Folha de S.Paulo

Bolsolula

- Ruy Castro

Deu na Folha. Em Macapá (AP), um casal de namorados, ambos, 17 anos, põe o amor acima da mais canina divisão política da atualidade. Ela, Maria, estudante de enfermagem, torce por Lula; ele, Roger, de engenharia, está com Bolsonaro. Estranhame­nte —ou não— , esta revelação não provocou tantas mensagens iradas, de um lado ou de outro, quanto seria de se esperar. Ao contrário, muitas a trataram com grande compreensã­o. O casal tem sido até chamado de “Bolsolula” por seus admiradore­s.

Pelos mesmos dias, um jornal noticiou que Jair Bolsonaro, ou alguém em seu nome e com CPF idêntico, juntou-se à lista de doadores da vaquinha para a campanha de Lula, contribuin­do com R$ 1 —o valor não importa, importa a intenção. Também não se registrara­m indignaçõe­s. E é fácil entender por quê. Lula e Bolsonaro estão cada vez mais irmanados por uma caracterís­tica de seus seguidores: a fé —uma entrega tão absoluta ao que veem como qualidades em seu favorito que não enxergam nem os seus defeitos mais escandalos­os.
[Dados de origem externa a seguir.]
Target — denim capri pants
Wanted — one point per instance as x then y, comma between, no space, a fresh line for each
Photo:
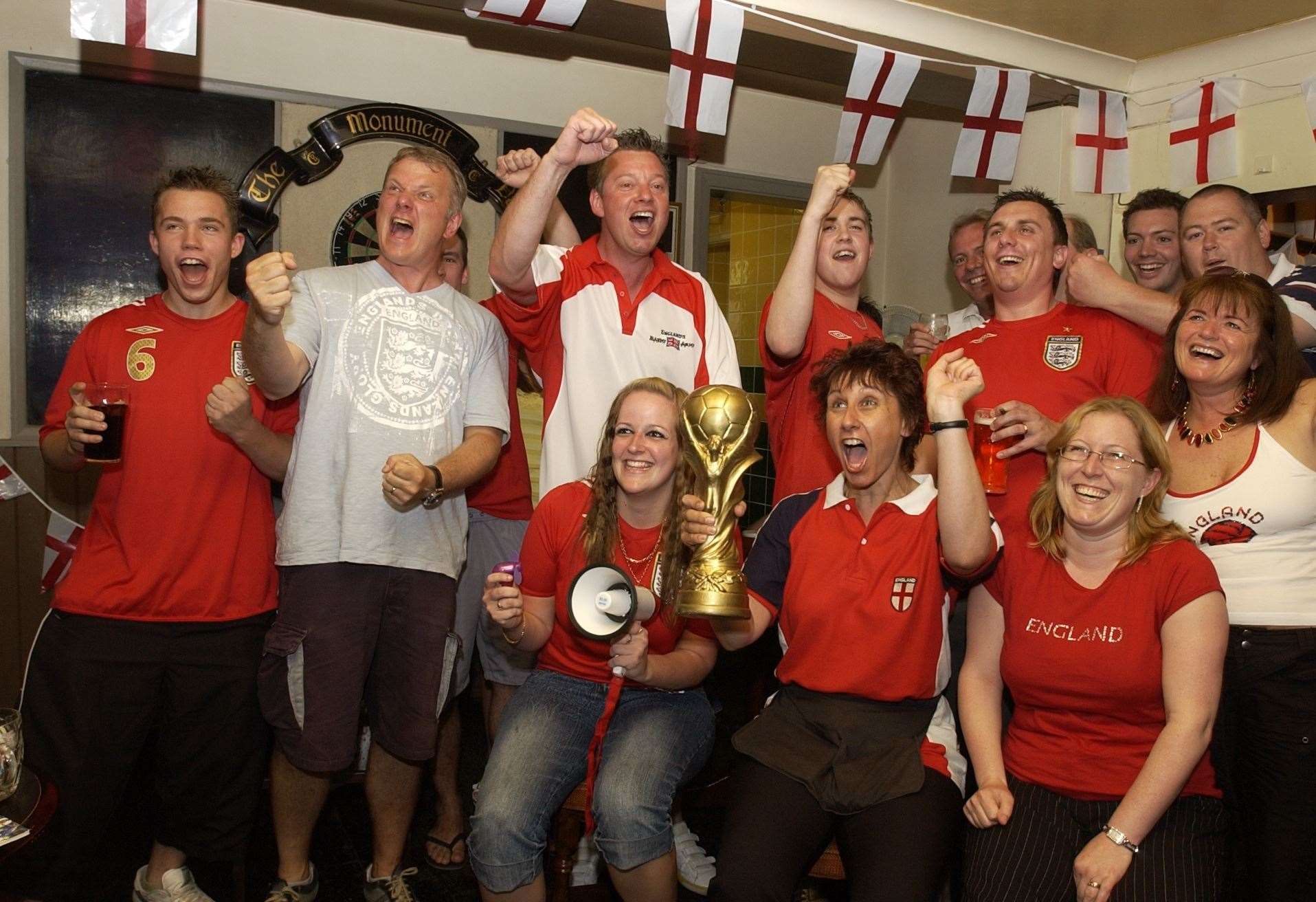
656,740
É assim que, para os lulistas, Lula não está na grade como desonesto. É um preso político, perseguido pela Justiça —a mesma Justiça a quem seu escrete de advogados endereça petições, recursos, apelações, pedidos de habeas corpus e convocação de testemunha­s, tudo às centenas, e tem cada item examinado e julgado nas inúmeras instâncias a que recorrem. Mas seus devotos não admitem isto. Bolsonaro, por sua vez, elogia torturador­es, corteja militares hidrófobos, ensina crianças a atirar, incita o ódio a mulheres, índios e gays, dá aulas de boçalidade e, mesmo assim, passa por bom moço para seus fãs.

Lula disse que não é mais uma pessoa, é uma ideia. Bolsonaro se acha um mito. Os dois se inspiram e se inflam mutuamente. Seus seguidores sabem que um precisa do outro para sobreviver.

O casalzinho do Amapá é que está com a razão.